Choose a hat that shades your head, face, eyes, ears and neck. Bucket, broad-brim or legionnaire hats are best. Caps do not offer enough protection, so leave those inside.
- For babies, choose a hat fabric that will crumple easily when they put their head down.
- For younger children choose a hat size that is proportional to the size of their head and provides shade across their face and neck areas.
- For older children, a bucket hat should have a deep crown and angled brim which is at least 6cm. A broad-brim hat should have a brim that is at least 7.5cm. The side flap and front peak of a legionnaire hat should meet to protect the side of the face.
- Hats that can be adjusted at the crown are best. If the hat is secured with a long strap and toggle, ensure it has a safety snap, place the strap at the back of the head or trim the length so it doesn’t become a choking hazard.
A note about head lice
Head lice have not been found to live in hats because hats do not provide the right conditions for them to thrive and survive. For more information see Department of Health – Head Lice and Better Health Channel.
More tips on sun-protective hats.
4. Seek shade
- Babies under 12 months have very sensitive skin and should always be kept in dense shade and out of direct sunlight during the daily sun protection times (when the UV is 3 or higher).
- The shade moves with the sun, so be prepared to move around and follow the shade.
- Trees with dense foliage with a dark, even shade patch are the best types of natural shade.
- Take portable shade with you to make sure you don’t get caught out. Consider a beach or market umbrella or shade tent.
- Use a shade visor or hang a light blanket over the side windows in the car. Side and back windows don’t offer as much protection as the front windscreen.

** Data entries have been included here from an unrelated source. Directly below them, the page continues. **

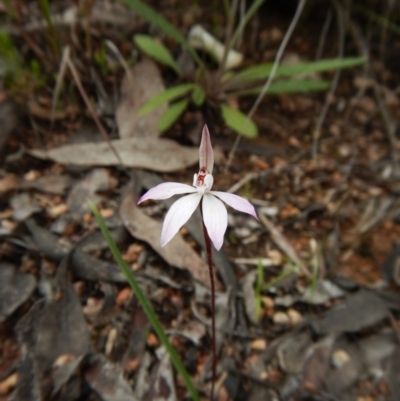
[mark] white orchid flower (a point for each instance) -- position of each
(215, 215)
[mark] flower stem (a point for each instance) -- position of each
(213, 338)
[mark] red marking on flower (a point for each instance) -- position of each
(201, 176)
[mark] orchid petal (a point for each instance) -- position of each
(166, 190)
(237, 202)
(215, 218)
(178, 214)
(205, 151)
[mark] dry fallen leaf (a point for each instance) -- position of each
(140, 84)
(156, 154)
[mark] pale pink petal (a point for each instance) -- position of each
(166, 190)
(205, 151)
(178, 214)
(215, 219)
(237, 202)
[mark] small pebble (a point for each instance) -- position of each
(340, 358)
(259, 344)
(281, 318)
(294, 316)
(8, 384)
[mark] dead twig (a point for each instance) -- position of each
(283, 244)
(91, 109)
(335, 81)
(268, 83)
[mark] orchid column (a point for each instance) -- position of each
(213, 211)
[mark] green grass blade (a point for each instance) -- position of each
(289, 86)
(53, 38)
(262, 71)
(259, 288)
(165, 96)
(171, 115)
(157, 19)
(198, 96)
(239, 122)
(145, 305)
(156, 50)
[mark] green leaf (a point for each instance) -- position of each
(147, 308)
(262, 71)
(156, 50)
(157, 19)
(289, 86)
(171, 115)
(165, 96)
(239, 122)
(198, 96)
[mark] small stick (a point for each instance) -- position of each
(213, 339)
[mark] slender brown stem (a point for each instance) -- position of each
(213, 338)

- When buying a pram, check that the hood can be adjusted, so that it can be moved to block out the direct sun. For the best protection, pram shade covers should completely cover the pram and be made of densely woven fabric that combines a mesh section – so the baby can see out and air can circulate – and a shade fabric section. The fabric section should block close to 100% of UV radiation (UPF50+) and the mesh section should block at least 70% of UV radiation (UPF3.3).
More tips on shade.
5. Slide on sunglasses
Sunglasses designed for babies and toddlers may have soft elastic to keep them in place. It is important to choose a style that stays on securely so that the arms don't become a safety hazard.
Some young children may be reluctant to wear sunglasses. You can still help to protect their eyes by putting on a broad-brimmed hat and staying in the shade.
Toy sunglasses do not meet the requirements under the Australian Standard and should not be used for sun protection.
More tips on sunglasses.
Sun protection for babies and toddlers
A baby’s skin is thin, sensitive and can burn easily. Babies under 12 months have very senstive skin and should always be kept in dense shade and out of direct sun during the daily sun protection times (when the UV is 3 or higher).
More information for protecting babies and toddlers.
Sun protection on holidays
Holidays often mean lots of time spent having fun outdoors! Remember to check the free SunSmart app wherever you are as the UV can change significantly depending on your location. Whatever the weather or location, if you are spending time outside, check the UV and don't get caught out.